Savoir interpréter la cotation Banque de France d’une entreprise est primordial pour bon nombre d’acteurs. Banques, entreprises d’assurance, ou encore, établissements de crédit, se servent de ce score pour juger de la bonne santé financière d’une entreprise. Il prend la forme d’une lettre et d’un chiffre. Pour interpréter une cotation Banque de France le plus justement possible, il faut bien comprendre les éléments qui la composent : la cote d’activité et la cote de crédit.

La cotation Banque de France, qu’est-ce que c’est ?

La cotation Banque de France est une note que la Banque de France attribue aux entreprises. Elle sert à savoir si une entreprise est en capacité d’honorer ses engagements financiers.

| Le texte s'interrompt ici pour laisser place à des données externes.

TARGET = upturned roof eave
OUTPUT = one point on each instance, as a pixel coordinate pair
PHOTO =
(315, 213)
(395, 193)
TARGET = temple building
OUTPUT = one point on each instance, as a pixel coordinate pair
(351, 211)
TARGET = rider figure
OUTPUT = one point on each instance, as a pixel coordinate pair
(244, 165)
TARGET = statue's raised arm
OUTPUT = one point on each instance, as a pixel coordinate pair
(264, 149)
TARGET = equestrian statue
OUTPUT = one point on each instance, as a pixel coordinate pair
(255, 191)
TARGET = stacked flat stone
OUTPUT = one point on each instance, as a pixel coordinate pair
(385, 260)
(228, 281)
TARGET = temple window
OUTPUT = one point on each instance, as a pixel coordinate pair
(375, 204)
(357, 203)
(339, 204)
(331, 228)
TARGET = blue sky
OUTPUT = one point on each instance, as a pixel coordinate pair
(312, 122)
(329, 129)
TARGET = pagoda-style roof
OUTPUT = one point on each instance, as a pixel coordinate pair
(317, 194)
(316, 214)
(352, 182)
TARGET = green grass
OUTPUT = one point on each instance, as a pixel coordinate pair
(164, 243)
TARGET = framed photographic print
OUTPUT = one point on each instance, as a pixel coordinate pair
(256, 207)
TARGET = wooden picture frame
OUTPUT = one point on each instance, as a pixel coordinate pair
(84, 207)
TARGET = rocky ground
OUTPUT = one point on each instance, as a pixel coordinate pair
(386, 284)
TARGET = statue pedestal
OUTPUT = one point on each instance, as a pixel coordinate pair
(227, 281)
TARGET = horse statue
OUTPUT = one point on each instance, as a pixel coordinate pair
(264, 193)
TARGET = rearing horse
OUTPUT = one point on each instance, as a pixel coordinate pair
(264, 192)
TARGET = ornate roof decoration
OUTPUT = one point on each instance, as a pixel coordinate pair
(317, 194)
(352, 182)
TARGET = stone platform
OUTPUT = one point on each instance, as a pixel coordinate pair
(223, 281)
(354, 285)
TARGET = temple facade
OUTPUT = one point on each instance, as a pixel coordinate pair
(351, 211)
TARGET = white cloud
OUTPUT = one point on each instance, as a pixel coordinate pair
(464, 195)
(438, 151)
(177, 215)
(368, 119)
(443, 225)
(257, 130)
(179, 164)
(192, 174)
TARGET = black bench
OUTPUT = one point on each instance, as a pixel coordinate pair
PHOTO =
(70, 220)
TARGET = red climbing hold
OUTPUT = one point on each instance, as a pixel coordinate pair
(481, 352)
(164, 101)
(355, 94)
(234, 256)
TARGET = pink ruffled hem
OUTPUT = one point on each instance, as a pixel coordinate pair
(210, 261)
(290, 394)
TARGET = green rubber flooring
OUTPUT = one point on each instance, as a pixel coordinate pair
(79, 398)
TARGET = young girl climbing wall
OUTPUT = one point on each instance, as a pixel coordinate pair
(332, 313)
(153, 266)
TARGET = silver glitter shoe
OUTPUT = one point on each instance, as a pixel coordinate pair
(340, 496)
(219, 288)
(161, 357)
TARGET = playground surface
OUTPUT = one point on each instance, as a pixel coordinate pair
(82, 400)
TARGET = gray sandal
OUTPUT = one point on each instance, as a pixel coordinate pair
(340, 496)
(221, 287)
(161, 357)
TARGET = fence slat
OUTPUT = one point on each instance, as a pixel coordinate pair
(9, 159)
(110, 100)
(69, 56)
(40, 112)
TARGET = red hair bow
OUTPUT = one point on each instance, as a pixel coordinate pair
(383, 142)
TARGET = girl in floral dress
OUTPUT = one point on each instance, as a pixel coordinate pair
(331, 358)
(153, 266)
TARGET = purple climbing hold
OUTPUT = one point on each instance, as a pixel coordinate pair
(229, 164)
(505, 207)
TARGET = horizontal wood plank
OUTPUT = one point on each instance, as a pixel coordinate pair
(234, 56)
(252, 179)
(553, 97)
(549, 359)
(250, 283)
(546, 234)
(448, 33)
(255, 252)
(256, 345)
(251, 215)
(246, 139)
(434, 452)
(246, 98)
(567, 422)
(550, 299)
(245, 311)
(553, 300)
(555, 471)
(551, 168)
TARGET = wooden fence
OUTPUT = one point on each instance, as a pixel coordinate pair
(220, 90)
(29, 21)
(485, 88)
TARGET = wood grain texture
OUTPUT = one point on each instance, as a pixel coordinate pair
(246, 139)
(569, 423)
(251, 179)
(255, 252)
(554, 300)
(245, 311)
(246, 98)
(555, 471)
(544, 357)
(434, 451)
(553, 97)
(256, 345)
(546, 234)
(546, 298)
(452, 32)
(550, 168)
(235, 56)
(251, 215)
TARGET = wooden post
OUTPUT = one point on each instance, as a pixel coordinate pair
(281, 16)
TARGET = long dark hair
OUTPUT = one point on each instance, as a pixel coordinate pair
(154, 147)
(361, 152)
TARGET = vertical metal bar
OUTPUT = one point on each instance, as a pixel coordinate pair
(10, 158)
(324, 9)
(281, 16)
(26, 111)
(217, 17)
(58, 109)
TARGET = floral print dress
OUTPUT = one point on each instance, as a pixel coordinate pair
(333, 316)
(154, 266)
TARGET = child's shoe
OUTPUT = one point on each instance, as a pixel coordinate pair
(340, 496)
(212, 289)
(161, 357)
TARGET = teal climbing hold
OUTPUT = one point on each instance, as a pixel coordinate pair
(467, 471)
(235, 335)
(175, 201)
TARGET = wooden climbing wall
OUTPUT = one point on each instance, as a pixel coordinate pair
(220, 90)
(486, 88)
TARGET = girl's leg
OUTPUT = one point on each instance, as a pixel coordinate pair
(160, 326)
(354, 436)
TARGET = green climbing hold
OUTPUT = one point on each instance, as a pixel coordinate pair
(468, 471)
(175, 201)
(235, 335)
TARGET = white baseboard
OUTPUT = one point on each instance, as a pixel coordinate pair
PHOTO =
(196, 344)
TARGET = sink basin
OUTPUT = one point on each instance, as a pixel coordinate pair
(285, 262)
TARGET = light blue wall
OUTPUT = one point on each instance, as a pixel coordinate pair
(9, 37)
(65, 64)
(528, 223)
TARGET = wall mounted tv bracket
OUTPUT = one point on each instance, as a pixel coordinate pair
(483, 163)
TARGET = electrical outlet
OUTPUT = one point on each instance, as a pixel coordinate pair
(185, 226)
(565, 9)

La cotation Banque de France correspond en fait au rapport entre une cote d’activité et une cote de crédit. Elle se traduit par la combinaison d’une lettre et d’un chiffre.

Quels sont les éléments qui permettent d’interpréter la cotation Banque de France ?

Interpréter la cotation Banque de France suppose de comprendre qu’elle se base sur deux éléments : une cote d’activité et une cote de crédit. On exprime la cote d’activité avec une lettre. La cote de crédit, en revanche, s’exprime sous forme de chiffre.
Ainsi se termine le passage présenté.